New Emmy Noether Junior Research Group
January 28, 2015
Forest ecologist Carlos Sierra was recently granted the prestigious Emmy Noether Program from the German Science Foundation (DFG) to establish a new junior research group within the Department Biogeochemical Processes. His new group Theoretical Ecosystem Ecology will study theoretical aspects of natural ecosystems, in particular topics about nonlinearities of biogeochemical cycling in terrestrial ecosystems.

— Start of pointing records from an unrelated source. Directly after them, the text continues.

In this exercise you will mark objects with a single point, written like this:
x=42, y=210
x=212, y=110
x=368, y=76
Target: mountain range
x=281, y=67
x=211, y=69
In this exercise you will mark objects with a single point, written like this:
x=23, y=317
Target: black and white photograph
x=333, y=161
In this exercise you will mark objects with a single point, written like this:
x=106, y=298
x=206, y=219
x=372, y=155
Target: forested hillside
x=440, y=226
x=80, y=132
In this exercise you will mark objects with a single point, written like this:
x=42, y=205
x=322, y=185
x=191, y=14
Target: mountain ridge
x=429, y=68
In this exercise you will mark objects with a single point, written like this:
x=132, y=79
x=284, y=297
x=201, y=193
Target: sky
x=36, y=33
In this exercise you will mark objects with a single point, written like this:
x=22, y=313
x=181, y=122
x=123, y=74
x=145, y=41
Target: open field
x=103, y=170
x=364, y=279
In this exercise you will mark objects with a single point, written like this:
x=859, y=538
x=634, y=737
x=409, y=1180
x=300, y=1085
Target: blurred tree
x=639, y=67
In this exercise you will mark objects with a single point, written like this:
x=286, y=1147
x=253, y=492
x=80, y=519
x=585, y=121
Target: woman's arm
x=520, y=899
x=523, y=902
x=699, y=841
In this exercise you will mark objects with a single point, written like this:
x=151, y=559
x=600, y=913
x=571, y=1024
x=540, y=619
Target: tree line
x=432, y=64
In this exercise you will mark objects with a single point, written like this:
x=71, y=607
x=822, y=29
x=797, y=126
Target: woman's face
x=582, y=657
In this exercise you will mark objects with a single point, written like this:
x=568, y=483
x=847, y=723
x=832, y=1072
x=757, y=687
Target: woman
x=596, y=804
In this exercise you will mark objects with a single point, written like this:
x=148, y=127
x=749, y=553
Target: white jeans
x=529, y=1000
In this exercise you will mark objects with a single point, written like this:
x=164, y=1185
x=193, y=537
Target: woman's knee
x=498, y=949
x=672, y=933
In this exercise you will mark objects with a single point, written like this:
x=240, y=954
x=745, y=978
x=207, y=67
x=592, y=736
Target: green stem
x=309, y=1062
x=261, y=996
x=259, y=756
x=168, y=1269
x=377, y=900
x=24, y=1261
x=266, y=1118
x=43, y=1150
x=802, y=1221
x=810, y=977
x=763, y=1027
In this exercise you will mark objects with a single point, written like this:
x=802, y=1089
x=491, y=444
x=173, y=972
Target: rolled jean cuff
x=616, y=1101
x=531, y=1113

The main objective of the junior group is to produce a mathematical synthesis of observations and models of biogeochemical cycling, and to explore theoretic possibilities of how carbon and nutrient cycles could behave in terrestrial ecosystems, particularly under a changing climate. One important question that will be addressed is the possibility of sudden changes in ecosystem behavior (tipping points) that might be triggered by interactions between the ecosystems and their surrounding environment.
To address this complex theoretical task the program supports one postdoc, three PhD students and the group leader. The group will collect different models used to predict carbon and nutrient cycling in ecosystems and will form a repository of models where they can be compared and tested against different observations. A main task will be to extract the main mathematical properties of these different models and propose equations that can generalize these different models according to basic ecological principles. The program is expected to run for five years.
Carlos Sierra, born and raised in Colombia, studied forest ecology with a focus on modelling and theory at Oregon State University where he also received his PhD. Sierra pursued his research in the tropics where he investigated carbon cycling in tropical forests before joining our institute five years ago.
The Emmy Noether Programme supports researchers in achieving independence at an early stage of their scientific careers. Postdocs gain the qualifications required for a university teaching career during a DFG-funded period, usually lasting five years, in which they lead their own independent junior research group. As a rule, researchers who have acquired between two and four years of postdoctoral research experience are eligible to apply. Applicants must have international research experience.